Automated Data Tagging

Streamline your investigative, analytic, and response workflows.

Introduction

How to use Automated Data Tagging in DigitalStakeout Scout, a feature that leverages complex filtering, Intelligent Discovery, and entity filtering to streamline investigative, analytic, and response workflows.

Efficient Data Management with Automated Tagging

Step 1: Understanding Automated Tagging

Automated Data Tagging in DigitalStakeout Scout uses complex filtering mechanisms to categorize vast amounts of data efficiently, significantly reducing the manual effort in data classification.

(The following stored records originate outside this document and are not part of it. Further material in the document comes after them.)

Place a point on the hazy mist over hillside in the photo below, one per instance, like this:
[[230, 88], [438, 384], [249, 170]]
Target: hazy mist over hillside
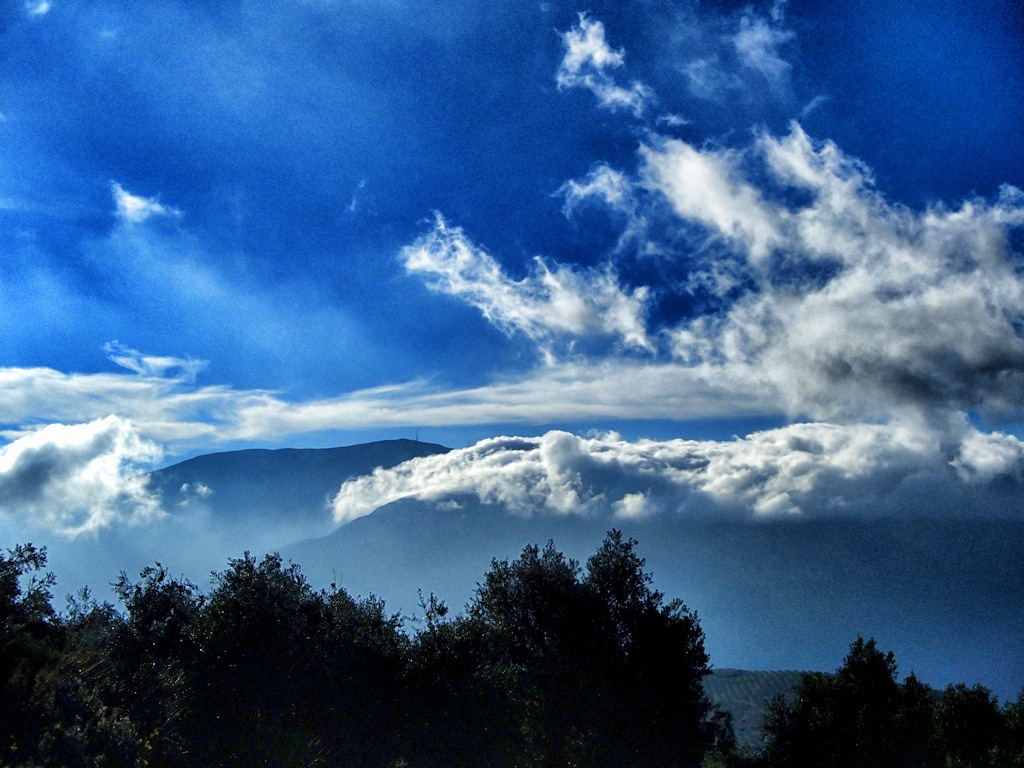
[[743, 280]]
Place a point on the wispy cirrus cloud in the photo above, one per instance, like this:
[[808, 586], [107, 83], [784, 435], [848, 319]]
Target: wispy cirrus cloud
[[547, 305], [588, 64], [134, 209], [79, 478]]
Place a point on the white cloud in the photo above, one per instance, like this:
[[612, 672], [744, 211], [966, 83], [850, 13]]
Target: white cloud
[[150, 365], [587, 64], [803, 469], [730, 58], [707, 186], [854, 306], [79, 478], [546, 305], [37, 7], [758, 42], [603, 183], [134, 209]]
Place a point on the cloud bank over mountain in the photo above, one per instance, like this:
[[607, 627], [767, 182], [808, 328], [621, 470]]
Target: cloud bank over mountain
[[627, 223], [80, 478], [814, 470]]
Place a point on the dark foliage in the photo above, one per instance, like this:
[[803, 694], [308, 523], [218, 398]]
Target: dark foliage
[[862, 717], [552, 665]]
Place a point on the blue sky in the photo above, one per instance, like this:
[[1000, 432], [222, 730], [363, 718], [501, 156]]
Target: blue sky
[[313, 222]]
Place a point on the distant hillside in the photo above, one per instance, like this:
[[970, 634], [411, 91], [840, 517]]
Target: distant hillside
[[745, 694], [292, 483], [944, 595]]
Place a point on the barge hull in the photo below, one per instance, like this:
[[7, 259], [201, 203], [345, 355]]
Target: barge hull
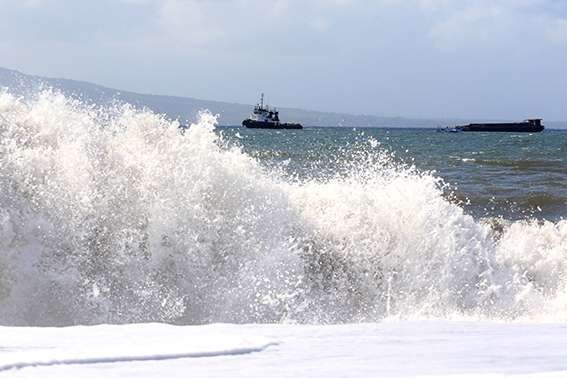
[[529, 126]]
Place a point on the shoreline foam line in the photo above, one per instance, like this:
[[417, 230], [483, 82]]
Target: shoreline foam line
[[149, 357]]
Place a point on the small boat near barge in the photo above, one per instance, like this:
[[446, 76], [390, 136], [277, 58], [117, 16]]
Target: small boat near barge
[[264, 117]]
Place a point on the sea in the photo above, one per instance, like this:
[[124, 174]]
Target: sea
[[395, 240]]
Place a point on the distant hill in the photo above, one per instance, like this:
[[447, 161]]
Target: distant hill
[[186, 108]]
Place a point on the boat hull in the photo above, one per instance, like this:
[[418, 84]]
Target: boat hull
[[532, 126], [252, 124]]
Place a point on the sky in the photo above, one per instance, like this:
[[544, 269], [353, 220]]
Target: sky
[[489, 59]]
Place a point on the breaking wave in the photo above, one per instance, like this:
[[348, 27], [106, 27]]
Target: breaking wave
[[112, 215]]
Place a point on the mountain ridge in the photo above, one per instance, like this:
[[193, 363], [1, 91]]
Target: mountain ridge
[[186, 109]]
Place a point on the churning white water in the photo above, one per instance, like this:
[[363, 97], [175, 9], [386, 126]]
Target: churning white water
[[113, 215]]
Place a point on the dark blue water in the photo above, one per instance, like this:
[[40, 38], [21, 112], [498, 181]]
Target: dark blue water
[[508, 175]]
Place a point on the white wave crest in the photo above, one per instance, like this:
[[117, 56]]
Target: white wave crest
[[114, 215]]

Step 2: Utilizing Intelligent Discovery

  • Navigate to Intelligent Discovery: This feature automatically categorizes data into various risk and exposure categories.
  • Identify Key Categories: Focus on categories like Cyber Exposure, Physical Exposure, and more, to quickly identify potential threats.

Step 3: Implementing Entity Filtering

  • Apply Entity Filters: Refine data tagging by focusing on specific data entities, such as locations, names, or organizations.
  • Customize Filters: Adapt filters to target the most relevant data.

Creating and Managing Automation Rules

Creating Custom Rules

  • Access Rule Settings: Create rules to automate actions for specific data patterns.
  • Customize Rule Conditions: Set up conditions based on data patterns, risk levels, and desired actions.

Managing Rule Configuration

  • Configure Rule Details: Define the rule’s name, description, and notification settings.
  • Set Risk Levels: Assign a risk level to each rule for prioritized monitoring.

Tagging Actions

  • Automate Actions: Choose the action "Apply a System Tag" or "Apply User Defined Tag" when a rule is triggered.
  • Select Applicable Tag: Select the applicable tag for your use case or workflow.

Benefits of Automated Data Tagging

  • Streamlined Workflow: Focus on high-value data and reduce manual data sorting.
  • Rapid Response: Quickly identify and respond to critical data patterns.
  • Customization and Flexibility: Tailor categories and filters to meet specific analytical needs.

Conclusion

Automated Data Tagging in DigitalStakeout Scout is an invaluable tool for enhancing data analysis efficiency. By automating the categorization process and focusing on relevant data, users can achieve more accurate insights and quicker responses, leading to better-informed decisions and a robust security posture.